このようなモノとデータのずれを解消するために定期的に行われる作業が「棚卸」だ。月に1回や年に1回など、あらかじめ決められたルールに基づいて、定期的にモノを数えていく。そして在庫のデータと差異があれば修正していく。在庫の「数量」情報を確定するための重要なプロセスだ。
棚卸の方法には代表的なものとして
- リスト方式(リスト化された棚卸表を基に数える方法)
- タグ方式(棚卸原票《タグ》を在庫に貼り付けてタグ情報を集計する方法)
の2種類があるが、扱う在庫の性質や種類に応じて最適な方法を採用する。
在庫を間違う原因
モノとデータの内容がずれてしまう事態はさまざまな局面で起きる。
- 発注:「発注依頼書」に記載する情報を間違う、二重に入力してしまう
- 入庫:入庫した原材料などの納品処理が一部漏れている、誤った数量で検収実績を計上してしまう
- 生産:「製造指図書」に記載された所要量と合致しない原材料が引き当てられてしまう、異なる原材料を使用してしまう
- 出庫:「出庫伝票」の確認が漏れる、出庫伝票の記載と異なる製品を出庫してしまう
- 棚卸:手順通りに棚卸が実施されなかったことから正しい数量を把握できない、差異を突き止められない
いずれも、実際のモノの動きにデータの動きが追い付いていない、あるいは追い付いていても間違った把握をしてしまうことから起き得るエラーである。
在庫の間違いを防ぐためにはどうするか?
では、このようなエラーが出ないように、財務経理部門としてはどのような対策に注意を払うべきなのだろうか?
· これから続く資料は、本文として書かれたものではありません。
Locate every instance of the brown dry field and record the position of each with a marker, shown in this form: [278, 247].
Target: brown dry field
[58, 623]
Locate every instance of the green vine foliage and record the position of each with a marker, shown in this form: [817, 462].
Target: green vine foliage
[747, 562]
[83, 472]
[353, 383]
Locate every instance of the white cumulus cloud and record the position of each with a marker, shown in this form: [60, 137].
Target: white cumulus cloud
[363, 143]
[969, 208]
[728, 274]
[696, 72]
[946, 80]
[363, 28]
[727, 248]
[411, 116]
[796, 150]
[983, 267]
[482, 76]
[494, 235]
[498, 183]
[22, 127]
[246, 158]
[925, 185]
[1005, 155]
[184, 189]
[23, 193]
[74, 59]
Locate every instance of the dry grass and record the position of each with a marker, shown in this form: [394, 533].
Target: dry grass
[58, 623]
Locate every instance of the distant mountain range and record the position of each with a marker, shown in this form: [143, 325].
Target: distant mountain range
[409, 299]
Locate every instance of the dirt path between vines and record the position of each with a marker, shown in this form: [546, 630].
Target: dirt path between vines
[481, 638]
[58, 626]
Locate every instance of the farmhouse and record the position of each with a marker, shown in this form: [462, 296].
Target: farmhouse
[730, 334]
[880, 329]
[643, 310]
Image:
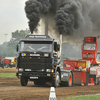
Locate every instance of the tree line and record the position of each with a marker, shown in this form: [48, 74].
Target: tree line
[8, 49]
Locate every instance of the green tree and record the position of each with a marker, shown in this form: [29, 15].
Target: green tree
[8, 49]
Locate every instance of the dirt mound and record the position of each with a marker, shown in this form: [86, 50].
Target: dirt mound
[10, 88]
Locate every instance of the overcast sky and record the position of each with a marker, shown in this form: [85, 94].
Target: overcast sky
[12, 18]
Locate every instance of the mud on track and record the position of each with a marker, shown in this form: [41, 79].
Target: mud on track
[10, 89]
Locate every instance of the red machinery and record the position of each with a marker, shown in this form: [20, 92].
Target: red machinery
[85, 71]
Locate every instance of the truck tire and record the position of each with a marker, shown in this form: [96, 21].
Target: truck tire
[23, 80]
[40, 81]
[6, 65]
[70, 80]
[56, 80]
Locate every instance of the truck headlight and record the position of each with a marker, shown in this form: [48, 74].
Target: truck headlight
[46, 55]
[48, 70]
[23, 54]
[20, 69]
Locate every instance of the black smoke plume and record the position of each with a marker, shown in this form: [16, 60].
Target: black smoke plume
[73, 18]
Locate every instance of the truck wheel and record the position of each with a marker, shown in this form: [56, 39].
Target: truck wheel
[56, 80]
[6, 65]
[23, 80]
[70, 80]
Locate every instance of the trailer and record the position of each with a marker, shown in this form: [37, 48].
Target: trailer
[85, 71]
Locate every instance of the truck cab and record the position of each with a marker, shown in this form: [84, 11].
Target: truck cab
[37, 60]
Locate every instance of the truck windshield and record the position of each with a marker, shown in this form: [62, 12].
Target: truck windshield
[36, 46]
[89, 46]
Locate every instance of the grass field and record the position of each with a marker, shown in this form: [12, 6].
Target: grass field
[7, 74]
[89, 97]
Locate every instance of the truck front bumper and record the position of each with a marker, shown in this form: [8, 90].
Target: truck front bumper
[34, 74]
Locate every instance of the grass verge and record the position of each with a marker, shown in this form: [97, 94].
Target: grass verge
[7, 74]
[89, 97]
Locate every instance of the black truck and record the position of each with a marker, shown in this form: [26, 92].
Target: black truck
[38, 60]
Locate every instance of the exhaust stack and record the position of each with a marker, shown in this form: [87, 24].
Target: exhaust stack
[60, 43]
[46, 25]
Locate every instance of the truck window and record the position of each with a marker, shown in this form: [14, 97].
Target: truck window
[36, 46]
[89, 46]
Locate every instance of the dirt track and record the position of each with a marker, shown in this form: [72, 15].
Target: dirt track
[10, 89]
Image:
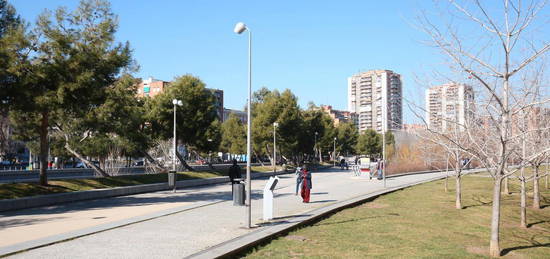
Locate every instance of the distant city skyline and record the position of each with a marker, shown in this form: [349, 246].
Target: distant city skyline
[308, 47]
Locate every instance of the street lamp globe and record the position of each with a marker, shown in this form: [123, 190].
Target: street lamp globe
[239, 28]
[177, 102]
事前の対策としては、日々の在庫の動きでエラーが出やすいポイントに厳格なチェックポイントを設けること。事後の対策としては、棚卸の手続きをより厳密に実施して、日々の動きの中で出てしまったエラーを完全に消し込むことを目指すことだ。
例えば入庫の段階で誤った数量で検収実績を計上してしまうことを回避するために、納品書と突き合わせるなどチェックを徹底する。出庫の段階で出庫伝票の確認が漏れることを回避するため、ピッキング作業における出庫伝票の確認を徹底するなどの方法が考えられる。
なおERPパッケージソフトウェアなど、取引に関する原始データ(収集直後の未加工データ)が人手を介在することなく会計データまで連携する仕組みを導入することで、ヒューマンエラーの回避にもつながる。必要に応じて活用を検討したい。
棚卸においては、作業そのものをスムーズに進める環境作りが重要だ。普段からモノの整理整頓に努めていつどのようなときにでも特定できるようにしておく、製品と仕掛品の保管場所を明確に分けておく、外部から預かっている在庫など自社の管理下にないものを分離保管しておく、などが有効だ。
さらに、手順通りの棚卸プロセスを徹底させることは必須となる。在庫のカウントは2人一組で行うのが基本だが、「実際に数える」「数えた数量を記録する」「記録した数量をチェックする」という多段階のチェックを通じて、実際に数えた数量情報が正しくデータに反映されるようにしなければならない。このようにすることで、差異が出た場合の原因分析やデータ修正も容易になっていく。
一方では、在庫管理の費用対効果も想定しておきたい。在庫が多くなるほど管理コストも膨らんでいくので、管理対象とする在庫を最適化するためにどうするべきか、数える対象そのものを少なくしていく工夫が肝要である。在庫管理は日々のコントロールをどこまで正確に行うかがポイント。過剰なコストを掛けることなく、効果のある対応を継続的に進めていきたいところだ。
原 幹(はら かん)
株式会社クレタ・アソシエイツ 代表取締役
公認会計士・公認情報システム監査人(CISA)
大手監査法人にて会計監査や連結会計業務のコンサルティングに従事。ITコンサルティング会社を経て、2007年に会計/ITコンサルティング会社のクレタ・アソシエイツを設立。「経営に貢献するITとは?」というテーマをそのキャリアの中で一貫して追求し、公認会計士としての専門的知識と会計/IT領域の豊富な経験を生かしたコンサルティングに多数従事する。
著書に「図解IFRSのきほんがわかる本」をはじめ、翻訳書やメディア連載実績多数。